Slowdown with heterogeneous refinement in 4.x

I just cloned a job from the older dataset to run in v4.4 to see if there’s a difference. Will update here once I see how that goes.

1 Like

I ended up cloning two different jobs from an older dataset to test if number of particles/classes makes a difference. Neither has finished running yet, but it’s clear both are significantly slower than when I ran identical jobs in v4.2.

For one job, there are ~750,000 particles and 5 classes. In v4.2, this took ~6 hrs total with 162 iterations. In v4.4, the same job has been running for over 5 hrs and is only at iteration 24. Looking at the time per iteration, v4.2 had ~90 sec per iteration and stayed pretty constant until the last few iterations, which took up to ~4000 sec. For v4.4, overall each iteration is taking much longer, but there is a lot more variability in how long each iteration is taking, ranging from ~250-1000 sec.

In the other job, there are ~150,000 particles and 3 classes. In v4.2, this took ~1.5 hrs total with 82 iterations. In v4.4, it’s currently at iteration 30 after ~3.5 hrs. Similar to the other job, in v4.2, the time per iteration was very consistent at ~50 sec except for the last few, which took up to ~750 sec. v4.4 showed more variability so far, ranging from ~200-600 sec.

In order to upgrade to v4.4, we launched a new HPC cluster with newer versions of CUDA and Nvidia drivers. So potentially that could be related, but I’m not sure how to diagnose what the problem is. I’ve only noticed this slowdown in heterogeneous refinement and ab initio reconstruction so far (though I haven’t yet tested cloning an old ab initio run to do a direct comparison). Other jobs like 2D classification and particle extraction seem to be running similar to before.

@jennk Thanks for trying this. Please can you email us the job error reports for the two pairs of jobs. I will let you know a suitable email address via direct message.

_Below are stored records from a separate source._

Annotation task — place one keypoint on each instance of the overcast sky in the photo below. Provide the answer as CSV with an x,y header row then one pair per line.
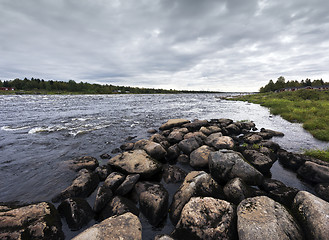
x,y
232,45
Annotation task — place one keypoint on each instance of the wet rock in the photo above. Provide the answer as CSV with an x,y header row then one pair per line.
x,y
314,172
173,123
313,214
189,145
35,221
103,172
125,226
199,157
155,150
136,162
227,164
118,206
84,184
86,162
177,135
153,203
260,161
103,196
76,211
127,185
322,190
173,174
206,218
284,195
263,218
114,180
196,125
196,183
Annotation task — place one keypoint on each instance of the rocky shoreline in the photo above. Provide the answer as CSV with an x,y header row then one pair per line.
x,y
229,194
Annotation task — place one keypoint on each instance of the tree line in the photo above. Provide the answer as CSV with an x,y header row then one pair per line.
x,y
281,83
41,85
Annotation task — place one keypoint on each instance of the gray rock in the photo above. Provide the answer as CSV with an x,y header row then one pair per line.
x,y
76,211
313,214
125,226
199,157
227,164
153,203
314,172
82,186
127,185
206,218
136,162
263,218
196,183
173,123
35,221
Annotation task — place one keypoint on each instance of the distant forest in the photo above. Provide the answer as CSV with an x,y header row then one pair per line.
x,y
281,83
39,85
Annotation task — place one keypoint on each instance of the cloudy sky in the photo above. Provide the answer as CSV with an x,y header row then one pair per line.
x,y
224,45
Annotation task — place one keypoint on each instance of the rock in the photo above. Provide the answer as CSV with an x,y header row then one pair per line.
x,y
263,218
35,221
322,190
196,183
313,214
118,206
76,211
136,162
127,185
284,195
227,164
206,218
236,190
314,172
84,184
173,123
103,196
189,145
260,161
114,180
153,203
199,157
86,162
155,150
125,226
177,135
196,125
173,174
103,172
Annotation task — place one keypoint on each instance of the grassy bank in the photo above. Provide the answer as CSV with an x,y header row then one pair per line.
x,y
309,107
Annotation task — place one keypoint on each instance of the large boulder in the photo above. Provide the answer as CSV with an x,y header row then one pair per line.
x,y
199,157
136,162
76,211
36,221
227,164
196,184
153,203
173,123
263,218
82,186
206,218
125,226
313,214
314,172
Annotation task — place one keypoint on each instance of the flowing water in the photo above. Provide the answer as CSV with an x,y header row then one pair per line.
x,y
39,134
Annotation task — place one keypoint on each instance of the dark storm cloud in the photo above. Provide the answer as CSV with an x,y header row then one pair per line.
x,y
221,45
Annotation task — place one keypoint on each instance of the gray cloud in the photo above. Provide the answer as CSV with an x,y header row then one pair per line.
x,y
228,45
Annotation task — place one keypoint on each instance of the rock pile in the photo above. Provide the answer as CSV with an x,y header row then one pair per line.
x,y
228,195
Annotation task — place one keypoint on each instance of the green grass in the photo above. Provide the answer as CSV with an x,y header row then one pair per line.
x,y
309,107
319,154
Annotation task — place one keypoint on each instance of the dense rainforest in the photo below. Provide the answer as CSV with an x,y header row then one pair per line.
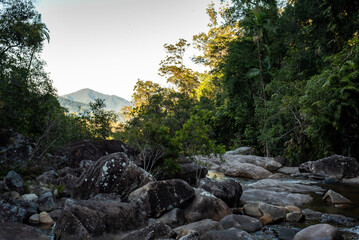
x,y
283,78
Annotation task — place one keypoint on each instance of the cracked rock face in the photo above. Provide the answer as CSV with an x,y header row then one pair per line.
x,y
113,173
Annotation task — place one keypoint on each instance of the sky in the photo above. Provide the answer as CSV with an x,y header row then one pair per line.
x,y
107,45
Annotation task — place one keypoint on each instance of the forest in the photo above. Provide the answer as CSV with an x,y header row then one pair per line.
x,y
283,78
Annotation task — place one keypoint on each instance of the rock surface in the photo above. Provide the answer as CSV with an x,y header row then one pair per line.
x,y
228,190
335,166
319,232
113,173
85,219
206,206
157,197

Does the new cluster use the same storage devices for

  • project directories
  • particle cache

as the old cluster?

Just sent the reports! And yes, we’re still using the same storage devices. We don’t use an SSD for particle caching.

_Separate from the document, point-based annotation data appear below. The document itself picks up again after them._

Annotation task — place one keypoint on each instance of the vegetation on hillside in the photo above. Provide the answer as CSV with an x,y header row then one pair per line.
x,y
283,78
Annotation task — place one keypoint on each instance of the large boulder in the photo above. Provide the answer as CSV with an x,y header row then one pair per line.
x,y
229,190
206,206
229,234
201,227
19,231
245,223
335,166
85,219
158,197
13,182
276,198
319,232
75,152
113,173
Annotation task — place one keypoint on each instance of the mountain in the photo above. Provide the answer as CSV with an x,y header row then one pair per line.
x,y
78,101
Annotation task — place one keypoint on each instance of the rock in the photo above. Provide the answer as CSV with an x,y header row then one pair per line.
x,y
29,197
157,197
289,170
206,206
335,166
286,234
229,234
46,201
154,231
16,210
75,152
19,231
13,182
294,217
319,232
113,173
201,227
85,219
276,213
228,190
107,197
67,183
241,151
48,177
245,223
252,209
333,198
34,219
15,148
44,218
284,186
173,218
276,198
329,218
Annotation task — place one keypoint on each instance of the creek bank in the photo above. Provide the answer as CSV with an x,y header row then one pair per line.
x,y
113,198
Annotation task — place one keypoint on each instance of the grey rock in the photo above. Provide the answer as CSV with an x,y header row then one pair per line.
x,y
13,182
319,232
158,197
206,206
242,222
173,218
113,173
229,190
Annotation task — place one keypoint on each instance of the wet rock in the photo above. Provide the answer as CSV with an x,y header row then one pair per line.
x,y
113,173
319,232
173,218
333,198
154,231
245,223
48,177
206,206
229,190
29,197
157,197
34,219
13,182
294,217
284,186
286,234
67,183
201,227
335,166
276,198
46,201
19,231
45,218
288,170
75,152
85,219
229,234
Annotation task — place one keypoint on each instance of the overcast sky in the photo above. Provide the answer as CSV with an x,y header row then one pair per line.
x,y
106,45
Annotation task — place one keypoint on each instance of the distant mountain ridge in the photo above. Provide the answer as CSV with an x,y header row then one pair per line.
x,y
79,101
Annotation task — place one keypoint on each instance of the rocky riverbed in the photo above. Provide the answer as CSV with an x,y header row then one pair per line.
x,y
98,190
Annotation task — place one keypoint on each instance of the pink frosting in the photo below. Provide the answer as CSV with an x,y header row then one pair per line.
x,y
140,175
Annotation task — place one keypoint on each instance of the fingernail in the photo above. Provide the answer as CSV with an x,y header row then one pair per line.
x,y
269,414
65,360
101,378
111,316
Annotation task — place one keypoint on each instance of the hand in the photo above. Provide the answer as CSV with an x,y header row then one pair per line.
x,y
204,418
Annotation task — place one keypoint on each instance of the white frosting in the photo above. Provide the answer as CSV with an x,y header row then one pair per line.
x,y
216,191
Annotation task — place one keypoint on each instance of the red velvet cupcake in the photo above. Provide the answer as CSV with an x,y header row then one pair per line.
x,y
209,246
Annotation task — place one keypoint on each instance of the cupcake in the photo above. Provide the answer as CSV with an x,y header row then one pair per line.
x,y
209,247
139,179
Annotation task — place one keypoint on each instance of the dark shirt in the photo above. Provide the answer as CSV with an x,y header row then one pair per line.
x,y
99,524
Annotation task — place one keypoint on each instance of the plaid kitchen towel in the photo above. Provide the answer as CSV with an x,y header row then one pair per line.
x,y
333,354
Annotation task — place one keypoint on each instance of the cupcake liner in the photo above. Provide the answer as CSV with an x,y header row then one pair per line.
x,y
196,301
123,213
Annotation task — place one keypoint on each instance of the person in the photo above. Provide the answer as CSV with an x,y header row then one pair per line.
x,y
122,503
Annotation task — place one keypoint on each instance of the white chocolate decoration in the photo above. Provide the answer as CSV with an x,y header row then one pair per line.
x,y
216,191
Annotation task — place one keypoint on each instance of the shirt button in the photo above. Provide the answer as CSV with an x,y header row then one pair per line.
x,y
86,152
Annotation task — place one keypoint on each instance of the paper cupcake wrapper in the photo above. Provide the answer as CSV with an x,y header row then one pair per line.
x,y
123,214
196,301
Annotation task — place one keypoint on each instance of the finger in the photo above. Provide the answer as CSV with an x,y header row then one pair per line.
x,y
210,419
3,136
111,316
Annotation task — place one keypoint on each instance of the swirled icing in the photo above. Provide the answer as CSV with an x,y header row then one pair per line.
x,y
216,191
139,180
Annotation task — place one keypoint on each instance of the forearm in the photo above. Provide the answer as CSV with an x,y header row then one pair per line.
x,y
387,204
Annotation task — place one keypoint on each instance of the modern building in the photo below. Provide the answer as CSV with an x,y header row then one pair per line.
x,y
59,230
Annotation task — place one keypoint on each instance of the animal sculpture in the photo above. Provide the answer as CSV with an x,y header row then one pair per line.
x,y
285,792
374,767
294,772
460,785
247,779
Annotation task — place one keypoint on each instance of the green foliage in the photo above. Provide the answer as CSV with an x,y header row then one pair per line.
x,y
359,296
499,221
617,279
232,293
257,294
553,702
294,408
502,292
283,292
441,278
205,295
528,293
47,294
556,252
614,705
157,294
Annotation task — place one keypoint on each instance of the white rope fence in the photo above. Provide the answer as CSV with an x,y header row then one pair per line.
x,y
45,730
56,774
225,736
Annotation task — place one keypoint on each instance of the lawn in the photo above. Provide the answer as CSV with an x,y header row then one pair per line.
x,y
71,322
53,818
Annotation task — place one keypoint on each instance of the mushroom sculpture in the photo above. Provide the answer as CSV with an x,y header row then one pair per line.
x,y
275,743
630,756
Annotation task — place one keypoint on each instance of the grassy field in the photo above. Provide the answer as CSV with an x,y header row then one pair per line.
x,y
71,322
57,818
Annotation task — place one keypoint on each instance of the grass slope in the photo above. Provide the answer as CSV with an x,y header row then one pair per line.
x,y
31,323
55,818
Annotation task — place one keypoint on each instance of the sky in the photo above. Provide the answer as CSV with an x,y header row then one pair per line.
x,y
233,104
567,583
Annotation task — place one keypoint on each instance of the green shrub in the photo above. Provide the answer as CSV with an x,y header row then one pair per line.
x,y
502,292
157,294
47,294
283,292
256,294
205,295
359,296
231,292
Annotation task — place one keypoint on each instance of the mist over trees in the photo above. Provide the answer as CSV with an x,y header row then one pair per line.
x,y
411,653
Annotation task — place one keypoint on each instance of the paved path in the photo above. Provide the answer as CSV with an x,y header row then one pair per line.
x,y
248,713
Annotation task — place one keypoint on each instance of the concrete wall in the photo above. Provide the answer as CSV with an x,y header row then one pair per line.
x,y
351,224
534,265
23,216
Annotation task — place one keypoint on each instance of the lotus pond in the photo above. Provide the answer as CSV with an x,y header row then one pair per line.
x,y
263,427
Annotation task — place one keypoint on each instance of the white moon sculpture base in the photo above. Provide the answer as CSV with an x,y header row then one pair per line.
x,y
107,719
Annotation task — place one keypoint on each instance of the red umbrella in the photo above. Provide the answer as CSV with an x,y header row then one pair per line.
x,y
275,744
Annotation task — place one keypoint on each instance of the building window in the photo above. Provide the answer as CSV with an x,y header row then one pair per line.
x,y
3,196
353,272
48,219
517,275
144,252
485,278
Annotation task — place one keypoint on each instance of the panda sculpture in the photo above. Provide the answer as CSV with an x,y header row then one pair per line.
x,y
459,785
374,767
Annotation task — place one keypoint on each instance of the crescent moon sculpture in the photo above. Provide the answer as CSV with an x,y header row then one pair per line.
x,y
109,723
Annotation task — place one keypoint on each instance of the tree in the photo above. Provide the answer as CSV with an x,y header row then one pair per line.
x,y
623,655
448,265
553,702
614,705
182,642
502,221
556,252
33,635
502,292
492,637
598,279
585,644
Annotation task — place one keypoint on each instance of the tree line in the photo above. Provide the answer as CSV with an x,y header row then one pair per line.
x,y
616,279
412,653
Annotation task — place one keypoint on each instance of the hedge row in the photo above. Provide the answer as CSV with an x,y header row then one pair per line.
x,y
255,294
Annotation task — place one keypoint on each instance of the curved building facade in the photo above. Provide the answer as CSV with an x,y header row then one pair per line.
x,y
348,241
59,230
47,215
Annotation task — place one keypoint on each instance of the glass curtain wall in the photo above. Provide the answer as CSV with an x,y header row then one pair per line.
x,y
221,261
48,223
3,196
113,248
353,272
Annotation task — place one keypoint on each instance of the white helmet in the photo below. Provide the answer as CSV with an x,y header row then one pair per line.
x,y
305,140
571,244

Also, after testing some more things, it seems this slowdown is affecting any job that uses GPUs, including NU refinement and 2D classification, but only when I use a particular type of GPU (aws g5.4xlarge). When I ran the jobs mentioned above in v4.2, I had been using g5.4xlarge GPUs too except with older CUDA and Nvidia drivers. If I use more powerful gpus (g5.12xlarge), the same jobs mentioned finish twice as fast in v4.4 than when I had run them in v4.2. It makes sense to me that g5.12xlarge would be faster, and I can use those GPUs from now on for everything, but it seems strange that the g5.4x large GPUs are so much slower now after the upgrade.